Amores perros
January 8th, 2009
Non so quante persone siano riuscite a rimanere incollate allo schermo nei primi 30/40 minuti di Amores Perros.
Io non sono tra questi. Incalzante e mozzafiato l’incipit, che ti scaraventa senza mezzi termini in una scena di alta tensione, due giovani inseguiti in automobile da un pick-up impazzito che li rincorre a colpi di pistola mentre il passeggero dell’auto, sconvolto e madido di sudore, tenta di raccogliere dal sedile posteriore un sacco inerme di peli grondante sangue. Da quel momento in poi, si snoda la narrazione del primo episodio di Amores Perros, che ripercorre le ultime vicessitudini dei due giovani e spiega il perchè di quella frenetica scena inziale. E’ un susseguirsi di combattimenti cladestini di cani nei bassifondi di Città del Messico. Ora, non solo amo profondamente gli animali e sono di conseguenza contraria a qualsiasi tipo di violenza o di abuso nei loro confronti, ma vivo con un cane. Per me quelle scene erano insopportabili e me ne sono andata ogni volta si ripresentavano, ormai intenzionata ad abbandonare la visione del film. Incredibile, ma è stato uno dei film migliori che abbia visto, anche se ho perso le scene dei combattimenti che, sono stata rassicurata, erano solo abbozzate, e non apparivano cani massacrati. Un film sicuramente duro, a tratti poetico, e che ritrae ogni protagonista “riflesso” nel suo cane. Il mio episodio preferito è quello dell’ex-guerrigliero col suo branco di cani che salva il rottweiler combattente e si ritrova di colpo a penetrare in un deserto di cadaveri, per uscirne rinsavito e rinnovato, padrone di se’stesso e dell’unico cane rimasto, un combattente come lui.

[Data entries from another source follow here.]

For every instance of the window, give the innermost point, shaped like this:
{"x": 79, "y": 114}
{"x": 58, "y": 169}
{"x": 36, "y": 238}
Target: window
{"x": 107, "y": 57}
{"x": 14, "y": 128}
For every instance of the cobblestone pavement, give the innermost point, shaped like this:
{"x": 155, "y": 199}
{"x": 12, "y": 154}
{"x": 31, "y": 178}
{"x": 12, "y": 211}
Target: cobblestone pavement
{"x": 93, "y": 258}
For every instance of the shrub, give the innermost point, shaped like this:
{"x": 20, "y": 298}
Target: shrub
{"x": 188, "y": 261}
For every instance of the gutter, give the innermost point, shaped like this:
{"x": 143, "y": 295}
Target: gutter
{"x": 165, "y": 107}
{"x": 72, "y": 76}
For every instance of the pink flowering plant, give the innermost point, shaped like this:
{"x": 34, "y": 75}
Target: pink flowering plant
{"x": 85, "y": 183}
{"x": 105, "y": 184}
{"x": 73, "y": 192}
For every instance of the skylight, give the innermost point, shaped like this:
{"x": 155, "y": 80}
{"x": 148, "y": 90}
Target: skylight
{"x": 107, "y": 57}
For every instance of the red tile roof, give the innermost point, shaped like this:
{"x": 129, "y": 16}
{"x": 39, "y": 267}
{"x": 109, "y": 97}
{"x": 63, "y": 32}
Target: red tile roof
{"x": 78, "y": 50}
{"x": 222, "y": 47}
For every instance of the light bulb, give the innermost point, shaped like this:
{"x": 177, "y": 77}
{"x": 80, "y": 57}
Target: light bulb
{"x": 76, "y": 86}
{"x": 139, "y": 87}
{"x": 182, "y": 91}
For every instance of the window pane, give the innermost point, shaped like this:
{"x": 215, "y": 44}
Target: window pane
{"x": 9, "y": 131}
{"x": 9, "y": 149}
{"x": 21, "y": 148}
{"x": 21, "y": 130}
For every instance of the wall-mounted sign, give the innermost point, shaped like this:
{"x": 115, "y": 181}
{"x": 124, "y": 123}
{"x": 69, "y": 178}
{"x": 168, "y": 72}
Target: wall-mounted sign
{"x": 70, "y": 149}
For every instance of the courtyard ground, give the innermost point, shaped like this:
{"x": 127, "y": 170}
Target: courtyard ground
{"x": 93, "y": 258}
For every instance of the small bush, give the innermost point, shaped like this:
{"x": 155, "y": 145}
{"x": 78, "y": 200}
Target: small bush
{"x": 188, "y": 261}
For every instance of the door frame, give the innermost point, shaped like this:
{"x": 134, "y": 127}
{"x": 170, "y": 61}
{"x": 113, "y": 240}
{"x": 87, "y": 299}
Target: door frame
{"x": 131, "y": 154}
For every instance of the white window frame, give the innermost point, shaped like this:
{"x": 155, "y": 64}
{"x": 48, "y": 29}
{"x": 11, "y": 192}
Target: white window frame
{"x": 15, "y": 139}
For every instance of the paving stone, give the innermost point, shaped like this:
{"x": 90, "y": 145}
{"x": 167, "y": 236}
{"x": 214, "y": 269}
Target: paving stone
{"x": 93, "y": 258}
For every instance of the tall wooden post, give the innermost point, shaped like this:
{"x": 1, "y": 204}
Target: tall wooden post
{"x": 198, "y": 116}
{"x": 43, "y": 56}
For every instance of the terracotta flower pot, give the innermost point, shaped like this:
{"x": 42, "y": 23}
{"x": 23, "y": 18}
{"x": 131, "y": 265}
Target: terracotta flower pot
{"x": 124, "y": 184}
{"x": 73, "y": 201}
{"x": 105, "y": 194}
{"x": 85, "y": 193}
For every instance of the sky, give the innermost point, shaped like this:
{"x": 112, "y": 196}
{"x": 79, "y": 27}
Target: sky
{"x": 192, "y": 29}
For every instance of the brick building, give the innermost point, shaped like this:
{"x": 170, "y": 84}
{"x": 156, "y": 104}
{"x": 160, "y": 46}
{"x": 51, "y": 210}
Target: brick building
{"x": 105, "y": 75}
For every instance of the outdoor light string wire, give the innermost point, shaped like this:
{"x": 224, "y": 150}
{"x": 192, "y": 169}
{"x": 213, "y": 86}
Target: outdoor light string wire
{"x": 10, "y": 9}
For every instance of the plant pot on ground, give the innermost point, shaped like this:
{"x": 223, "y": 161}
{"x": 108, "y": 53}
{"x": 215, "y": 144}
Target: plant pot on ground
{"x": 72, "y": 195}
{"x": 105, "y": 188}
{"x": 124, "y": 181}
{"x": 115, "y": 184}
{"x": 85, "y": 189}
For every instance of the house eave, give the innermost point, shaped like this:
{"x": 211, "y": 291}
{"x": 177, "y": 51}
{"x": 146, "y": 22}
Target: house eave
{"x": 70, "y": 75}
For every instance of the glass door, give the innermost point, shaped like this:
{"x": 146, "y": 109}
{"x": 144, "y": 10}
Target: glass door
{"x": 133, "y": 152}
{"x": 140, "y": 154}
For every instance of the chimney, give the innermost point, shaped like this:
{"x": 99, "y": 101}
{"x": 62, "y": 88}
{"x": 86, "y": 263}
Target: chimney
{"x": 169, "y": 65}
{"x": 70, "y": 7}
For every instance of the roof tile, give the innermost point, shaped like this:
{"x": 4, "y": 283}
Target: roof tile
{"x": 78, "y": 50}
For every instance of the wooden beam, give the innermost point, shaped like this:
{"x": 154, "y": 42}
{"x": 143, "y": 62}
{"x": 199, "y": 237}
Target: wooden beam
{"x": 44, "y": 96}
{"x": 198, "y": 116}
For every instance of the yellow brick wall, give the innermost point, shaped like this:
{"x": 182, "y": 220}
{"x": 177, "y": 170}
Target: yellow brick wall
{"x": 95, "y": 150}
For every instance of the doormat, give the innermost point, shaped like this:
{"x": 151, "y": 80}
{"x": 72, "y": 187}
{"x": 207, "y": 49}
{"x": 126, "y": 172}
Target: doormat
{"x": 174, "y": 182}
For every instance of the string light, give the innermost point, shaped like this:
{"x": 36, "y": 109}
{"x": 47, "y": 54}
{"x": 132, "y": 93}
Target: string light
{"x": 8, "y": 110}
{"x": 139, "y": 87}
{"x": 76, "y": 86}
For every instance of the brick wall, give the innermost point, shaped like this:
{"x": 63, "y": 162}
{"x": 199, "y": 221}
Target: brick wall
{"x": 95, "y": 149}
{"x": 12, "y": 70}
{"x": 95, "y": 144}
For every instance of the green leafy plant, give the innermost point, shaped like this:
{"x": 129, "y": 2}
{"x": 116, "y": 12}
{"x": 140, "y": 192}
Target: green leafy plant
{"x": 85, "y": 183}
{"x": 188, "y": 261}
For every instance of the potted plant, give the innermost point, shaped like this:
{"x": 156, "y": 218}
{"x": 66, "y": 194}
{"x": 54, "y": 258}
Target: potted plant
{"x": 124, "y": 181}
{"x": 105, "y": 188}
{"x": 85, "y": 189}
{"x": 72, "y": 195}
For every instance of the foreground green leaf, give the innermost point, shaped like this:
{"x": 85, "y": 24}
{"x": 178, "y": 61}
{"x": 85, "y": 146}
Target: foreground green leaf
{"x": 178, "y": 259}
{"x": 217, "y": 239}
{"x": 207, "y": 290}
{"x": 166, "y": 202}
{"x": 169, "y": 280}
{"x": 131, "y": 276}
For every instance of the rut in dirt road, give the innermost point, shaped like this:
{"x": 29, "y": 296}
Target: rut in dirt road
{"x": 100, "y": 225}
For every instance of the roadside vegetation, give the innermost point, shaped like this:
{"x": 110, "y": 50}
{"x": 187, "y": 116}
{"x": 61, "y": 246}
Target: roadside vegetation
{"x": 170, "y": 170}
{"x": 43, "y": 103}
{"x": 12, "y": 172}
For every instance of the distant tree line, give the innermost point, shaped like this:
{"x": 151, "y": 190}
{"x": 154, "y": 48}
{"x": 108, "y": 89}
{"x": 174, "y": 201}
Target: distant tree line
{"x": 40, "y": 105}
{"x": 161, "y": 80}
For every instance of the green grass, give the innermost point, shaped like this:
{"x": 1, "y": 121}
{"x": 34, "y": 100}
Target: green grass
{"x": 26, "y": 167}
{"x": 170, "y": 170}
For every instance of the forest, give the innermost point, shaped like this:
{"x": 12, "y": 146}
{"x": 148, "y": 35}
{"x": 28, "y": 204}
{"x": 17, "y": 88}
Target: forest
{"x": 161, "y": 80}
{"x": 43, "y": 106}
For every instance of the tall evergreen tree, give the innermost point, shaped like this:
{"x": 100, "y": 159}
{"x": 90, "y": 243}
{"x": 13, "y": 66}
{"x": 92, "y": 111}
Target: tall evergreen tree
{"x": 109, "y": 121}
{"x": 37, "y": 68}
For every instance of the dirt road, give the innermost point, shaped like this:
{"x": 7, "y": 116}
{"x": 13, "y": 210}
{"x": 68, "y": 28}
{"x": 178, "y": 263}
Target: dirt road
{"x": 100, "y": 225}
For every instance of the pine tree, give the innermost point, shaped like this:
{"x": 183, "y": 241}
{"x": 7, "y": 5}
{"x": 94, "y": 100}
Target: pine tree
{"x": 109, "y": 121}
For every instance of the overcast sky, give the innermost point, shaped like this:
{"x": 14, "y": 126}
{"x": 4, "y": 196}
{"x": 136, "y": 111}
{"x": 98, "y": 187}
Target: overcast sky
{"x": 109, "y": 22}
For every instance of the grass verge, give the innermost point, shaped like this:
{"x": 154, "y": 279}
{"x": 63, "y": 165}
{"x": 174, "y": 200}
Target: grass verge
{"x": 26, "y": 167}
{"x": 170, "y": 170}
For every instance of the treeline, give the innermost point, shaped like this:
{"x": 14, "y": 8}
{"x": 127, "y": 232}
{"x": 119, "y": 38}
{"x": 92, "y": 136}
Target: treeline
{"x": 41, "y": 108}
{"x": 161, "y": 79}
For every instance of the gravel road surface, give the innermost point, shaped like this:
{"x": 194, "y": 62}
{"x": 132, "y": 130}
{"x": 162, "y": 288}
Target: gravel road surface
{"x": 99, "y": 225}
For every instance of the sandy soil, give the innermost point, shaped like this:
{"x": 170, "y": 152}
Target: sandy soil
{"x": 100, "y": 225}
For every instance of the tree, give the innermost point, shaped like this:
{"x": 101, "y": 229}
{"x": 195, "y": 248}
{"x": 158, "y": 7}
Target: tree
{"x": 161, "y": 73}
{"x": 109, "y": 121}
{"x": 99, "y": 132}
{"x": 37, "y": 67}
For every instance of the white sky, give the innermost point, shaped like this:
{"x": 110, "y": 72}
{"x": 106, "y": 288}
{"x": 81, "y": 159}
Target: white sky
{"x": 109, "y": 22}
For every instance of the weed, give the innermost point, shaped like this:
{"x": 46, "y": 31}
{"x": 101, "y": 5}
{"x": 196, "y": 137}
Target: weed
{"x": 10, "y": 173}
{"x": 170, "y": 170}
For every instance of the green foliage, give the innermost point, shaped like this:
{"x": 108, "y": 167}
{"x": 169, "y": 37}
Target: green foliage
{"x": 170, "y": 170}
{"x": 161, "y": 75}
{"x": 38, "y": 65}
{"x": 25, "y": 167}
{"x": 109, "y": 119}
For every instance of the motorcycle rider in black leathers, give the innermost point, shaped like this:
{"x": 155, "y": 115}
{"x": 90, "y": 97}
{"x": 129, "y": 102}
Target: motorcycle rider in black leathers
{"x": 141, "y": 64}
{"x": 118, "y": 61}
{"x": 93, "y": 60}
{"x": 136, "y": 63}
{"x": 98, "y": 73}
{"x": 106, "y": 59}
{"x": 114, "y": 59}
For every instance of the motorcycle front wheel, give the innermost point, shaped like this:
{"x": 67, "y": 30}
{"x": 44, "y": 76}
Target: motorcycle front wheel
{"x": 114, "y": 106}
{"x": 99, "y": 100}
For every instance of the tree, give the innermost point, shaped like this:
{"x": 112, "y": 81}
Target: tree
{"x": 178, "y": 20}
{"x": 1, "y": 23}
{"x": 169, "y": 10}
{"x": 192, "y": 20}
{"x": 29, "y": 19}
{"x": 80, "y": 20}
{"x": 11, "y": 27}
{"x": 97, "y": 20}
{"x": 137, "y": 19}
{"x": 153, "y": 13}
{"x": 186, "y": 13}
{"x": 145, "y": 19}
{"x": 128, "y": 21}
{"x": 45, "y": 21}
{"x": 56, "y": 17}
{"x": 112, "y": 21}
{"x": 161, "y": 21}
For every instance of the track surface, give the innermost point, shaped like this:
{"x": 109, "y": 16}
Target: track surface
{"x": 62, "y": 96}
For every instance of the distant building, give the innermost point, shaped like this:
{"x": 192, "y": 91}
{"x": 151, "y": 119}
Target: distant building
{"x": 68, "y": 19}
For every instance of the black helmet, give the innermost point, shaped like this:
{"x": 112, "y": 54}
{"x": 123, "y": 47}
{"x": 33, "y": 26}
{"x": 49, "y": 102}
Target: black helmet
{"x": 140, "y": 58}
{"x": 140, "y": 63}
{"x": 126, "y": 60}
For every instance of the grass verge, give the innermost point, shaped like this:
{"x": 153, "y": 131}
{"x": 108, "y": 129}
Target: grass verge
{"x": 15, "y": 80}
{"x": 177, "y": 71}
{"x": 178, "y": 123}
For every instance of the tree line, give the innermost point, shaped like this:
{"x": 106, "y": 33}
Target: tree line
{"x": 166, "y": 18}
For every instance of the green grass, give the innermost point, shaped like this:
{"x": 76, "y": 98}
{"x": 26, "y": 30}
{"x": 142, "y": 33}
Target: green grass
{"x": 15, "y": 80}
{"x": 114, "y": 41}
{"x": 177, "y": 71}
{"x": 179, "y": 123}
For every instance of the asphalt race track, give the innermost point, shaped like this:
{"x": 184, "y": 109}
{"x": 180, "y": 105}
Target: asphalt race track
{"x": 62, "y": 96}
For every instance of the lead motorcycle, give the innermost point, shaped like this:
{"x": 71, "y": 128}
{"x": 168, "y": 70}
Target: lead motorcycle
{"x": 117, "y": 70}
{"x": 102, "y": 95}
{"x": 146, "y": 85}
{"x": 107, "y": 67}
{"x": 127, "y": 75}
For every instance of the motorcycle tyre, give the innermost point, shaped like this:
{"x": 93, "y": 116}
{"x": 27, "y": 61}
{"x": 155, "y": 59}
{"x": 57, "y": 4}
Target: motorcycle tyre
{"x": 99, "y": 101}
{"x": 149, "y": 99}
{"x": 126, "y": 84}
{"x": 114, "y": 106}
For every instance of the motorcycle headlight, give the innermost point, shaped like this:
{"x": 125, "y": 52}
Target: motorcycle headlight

Qualche giorno dopo, girovagando in libreria, sfoglio distrattamente L’uomo che parla ai cani (Ceasr’s Way, in originale), attratta più dalla copertina che dal resto. L’autore, un messicano trapiantato negli States, dirige un centro di psicologia canina a Los Angeles e afferma che il suo compito è riabilitare i cani, educare i padroni. Quanto basta per comprarlo, ho subito pensato. La storia dell’autore, Cesar Millan, è molto american dream. Varca la frontiera da clandestino, come fanno moltissimi messicani ogni anno, senza un dollaro e senza sapere una parola d’inglese, con l’unico sogno di lavorare a Hollywood con i cani, con cui è cresciuto fin da piccolo. Interessanti le sue prime impressioni sbalordite appena si guarda intorno sul suolo statunitense: tutti i cani hanno un collare e un guinzaglio, molti cani appartengono ad una razza precisa, la maggior parte sono nevrotici e stressati. Sembra il ritratto della nostra società, non solo di quella degli USA. Ovviamente Cesar Millan insegue il suo sogno, lavora sodo, crede ciecamente in se stesso, ed ora vive agiatamente dividendosi tra il suo branco di 40 cani, il suo programma televisivo, ed i suoi clienti che non riescono a gestire i propri quadrupedi. A parte il personaggio, sui cui ho trovato diversi video curiosi su Youtube, consiglio il suo utilissimo libro a chiunque ami gli animali, a tutti i padroni di cani o a chi intenda adottarne uno. Spiega molto semplicemente cosa significhi essere uomini ed essere cani, cosa sia un uomo felice col suo cane felice. Cosa sia veramente un cane “cattivo” e cosa un cattivo padrone. Un libro davvero ben fatto nel suo genere, molto più interessante di tanti altri che ho letto sull’argomento da addestratori europei, veterinari ecc…, scritto con semplicità da una persona che ama davvero il suo lavoro e che sa farlo veramente bene. Ci ricorda quanto abbiamo da imparare dagli animali e in cosa sono davvero diversi da noi: sanno esattamente chi sono e per questo hanno sempre bisogno di rimanere se stessi.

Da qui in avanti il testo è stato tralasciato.